🤖 AI Summary
To address the challenge of federated generative modeling over non-IID multi-source image data, this paper proposes a decoupled federated VAE framework featuring group-customized decoders. The method decomposes the latent space into shared semantic representations and client-specific texture features, enabling effective knowledge transfer across heterogeneous clients. It introduces a group-aware decoder architecture with modular, client-adaptive branches—compatible with hierarchical VAEs—and incorporates configurable priors to enhance decoupling robustness. Evaluated on MNIST+FashionMNIST and a multi-source RGB composite dataset (cartoons, faces, animals, ships, remote sensing), the approach achieves over 35% FID reduction compared to state-of-the-art federated VAE baselines. This demonstrates substantial improvements in generated sample quality and cross-domain generalization capability under realistic non-IID data distributions.
📝 Abstract
Federated learning is a machine learning paradigm that enables decentralized clients to collaboratively learn a shared model while keeping all the training data local.
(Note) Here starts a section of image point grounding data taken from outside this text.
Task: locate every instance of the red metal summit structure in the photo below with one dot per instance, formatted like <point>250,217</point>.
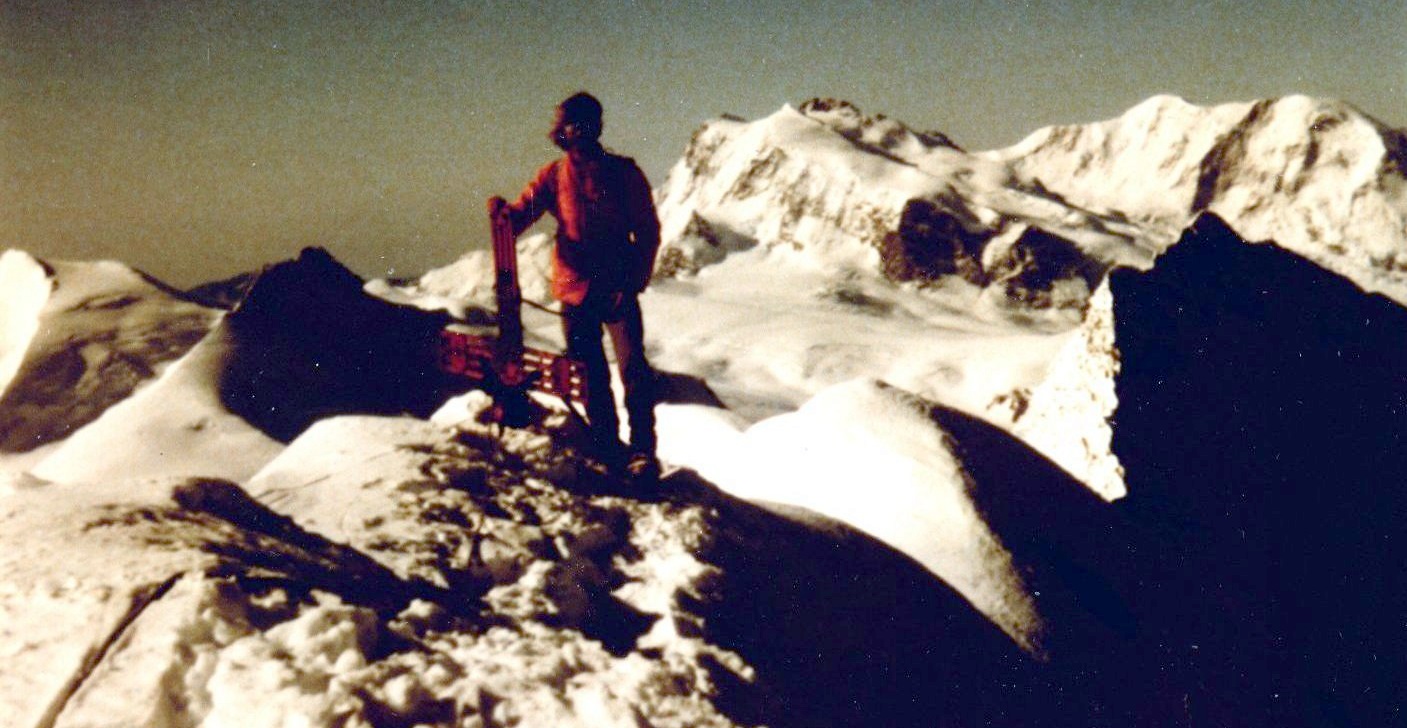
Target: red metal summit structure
<point>501,365</point>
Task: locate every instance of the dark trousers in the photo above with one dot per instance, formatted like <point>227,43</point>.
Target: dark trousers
<point>619,316</point>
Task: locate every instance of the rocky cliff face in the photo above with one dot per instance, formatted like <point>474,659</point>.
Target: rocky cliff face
<point>1317,176</point>
<point>1259,418</point>
<point>1055,210</point>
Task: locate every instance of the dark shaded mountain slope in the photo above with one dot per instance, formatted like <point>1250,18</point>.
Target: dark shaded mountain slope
<point>1261,413</point>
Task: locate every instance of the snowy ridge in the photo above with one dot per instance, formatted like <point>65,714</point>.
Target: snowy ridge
<point>832,185</point>
<point>79,337</point>
<point>27,285</point>
<point>1316,176</point>
<point>888,373</point>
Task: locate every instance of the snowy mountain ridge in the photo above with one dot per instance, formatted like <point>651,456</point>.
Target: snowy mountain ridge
<point>1317,176</point>
<point>891,390</point>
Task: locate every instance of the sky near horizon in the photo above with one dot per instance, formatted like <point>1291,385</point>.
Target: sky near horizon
<point>201,138</point>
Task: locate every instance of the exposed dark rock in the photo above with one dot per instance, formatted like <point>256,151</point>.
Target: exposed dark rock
<point>311,344</point>
<point>1030,268</point>
<point>1261,411</point>
<point>221,293</point>
<point>933,242</point>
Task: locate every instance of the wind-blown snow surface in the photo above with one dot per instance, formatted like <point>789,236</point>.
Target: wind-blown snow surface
<point>901,349</point>
<point>1317,176</point>
<point>78,338</point>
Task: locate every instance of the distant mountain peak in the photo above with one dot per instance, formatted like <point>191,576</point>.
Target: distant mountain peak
<point>878,130</point>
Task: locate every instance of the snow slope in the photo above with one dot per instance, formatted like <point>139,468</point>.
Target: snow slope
<point>78,338</point>
<point>1317,176</point>
<point>811,179</point>
<point>888,513</point>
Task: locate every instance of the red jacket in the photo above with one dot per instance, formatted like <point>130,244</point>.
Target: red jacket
<point>608,231</point>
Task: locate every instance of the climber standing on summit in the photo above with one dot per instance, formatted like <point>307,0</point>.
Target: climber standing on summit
<point>608,234</point>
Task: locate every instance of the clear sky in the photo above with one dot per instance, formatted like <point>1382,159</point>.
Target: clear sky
<point>199,138</point>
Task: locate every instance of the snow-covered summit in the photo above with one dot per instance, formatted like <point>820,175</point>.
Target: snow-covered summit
<point>828,187</point>
<point>78,337</point>
<point>877,131</point>
<point>1317,176</point>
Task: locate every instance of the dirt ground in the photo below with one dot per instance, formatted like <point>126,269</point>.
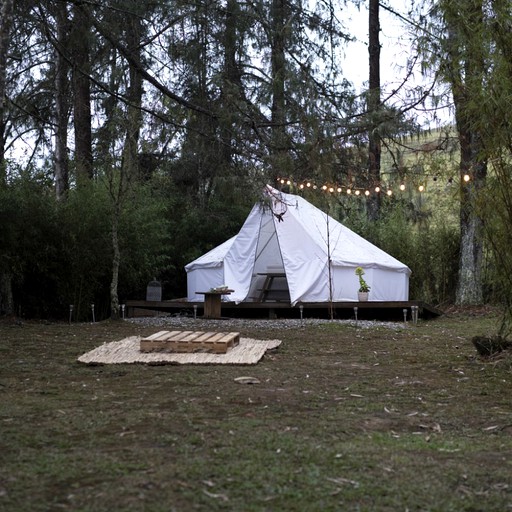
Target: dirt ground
<point>373,416</point>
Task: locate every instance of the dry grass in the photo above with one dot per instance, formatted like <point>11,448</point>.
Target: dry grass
<point>342,419</point>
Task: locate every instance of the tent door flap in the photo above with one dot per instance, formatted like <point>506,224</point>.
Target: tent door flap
<point>275,288</point>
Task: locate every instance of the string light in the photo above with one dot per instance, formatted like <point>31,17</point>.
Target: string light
<point>365,192</point>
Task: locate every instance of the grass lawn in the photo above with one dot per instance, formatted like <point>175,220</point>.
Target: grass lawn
<point>343,419</point>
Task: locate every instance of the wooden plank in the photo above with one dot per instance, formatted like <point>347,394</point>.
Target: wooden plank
<point>190,341</point>
<point>156,335</point>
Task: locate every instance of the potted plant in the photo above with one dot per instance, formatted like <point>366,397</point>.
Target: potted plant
<point>364,289</point>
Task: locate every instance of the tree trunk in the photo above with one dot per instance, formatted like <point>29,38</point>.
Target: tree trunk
<point>61,104</point>
<point>6,13</point>
<point>374,103</point>
<point>82,96</point>
<point>129,162</point>
<point>466,69</point>
<point>279,147</point>
<point>116,262</point>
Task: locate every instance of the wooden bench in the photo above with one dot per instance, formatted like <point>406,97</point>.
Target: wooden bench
<point>190,341</point>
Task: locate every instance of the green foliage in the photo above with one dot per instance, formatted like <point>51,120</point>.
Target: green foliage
<point>60,253</point>
<point>429,248</point>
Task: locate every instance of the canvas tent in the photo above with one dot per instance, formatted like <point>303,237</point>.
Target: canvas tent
<point>318,256</point>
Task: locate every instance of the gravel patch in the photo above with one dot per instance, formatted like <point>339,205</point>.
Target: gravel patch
<point>233,324</point>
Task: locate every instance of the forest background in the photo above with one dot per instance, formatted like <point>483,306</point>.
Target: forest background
<point>148,129</point>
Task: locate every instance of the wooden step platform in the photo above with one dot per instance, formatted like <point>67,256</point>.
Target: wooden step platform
<point>190,341</point>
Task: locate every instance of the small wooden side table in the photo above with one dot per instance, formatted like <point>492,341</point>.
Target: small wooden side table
<point>212,302</point>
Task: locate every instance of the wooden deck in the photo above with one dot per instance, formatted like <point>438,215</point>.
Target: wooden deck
<point>371,310</point>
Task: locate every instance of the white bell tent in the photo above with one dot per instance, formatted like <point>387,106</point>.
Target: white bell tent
<point>285,234</point>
While considerable research has focused on federated image generation, particularly Generative Adversarial Networks, Variational Autoencoders have received less attention. In this paper, we address the challenges of non-IID (independently and identically distributed) data environments featuring multiple groups of images of different types. Non-IID data distributions can lead to difficulties in maintaining a consistent latent space and can also result in local generators with disparate texture features being blended during aggregation. We thereby introduce FissionVAE that decouples the latent space and constructs decoder branches tailored to individual client groups. This method allows for customized learning that aligns with the unique data distributions of each group. Additionally, we incorporate hierarchical VAEs and demonstrate the use of heterogeneous decoder architectures within FissionVAE. We also explore strategies for setting the latent prior distributions to enhance the decoupling process. To evaluate our approach, we assemble two composite datasets: the first combines MNIST and FashionMNIST; the second comprises RGB datasets of cartoon and human faces, wild animals, marine vessels, and remote sensing images. Our experiments demonstrate that FissionVAE greatly improves generation quality on these datasets compared to baseline federated VAE models.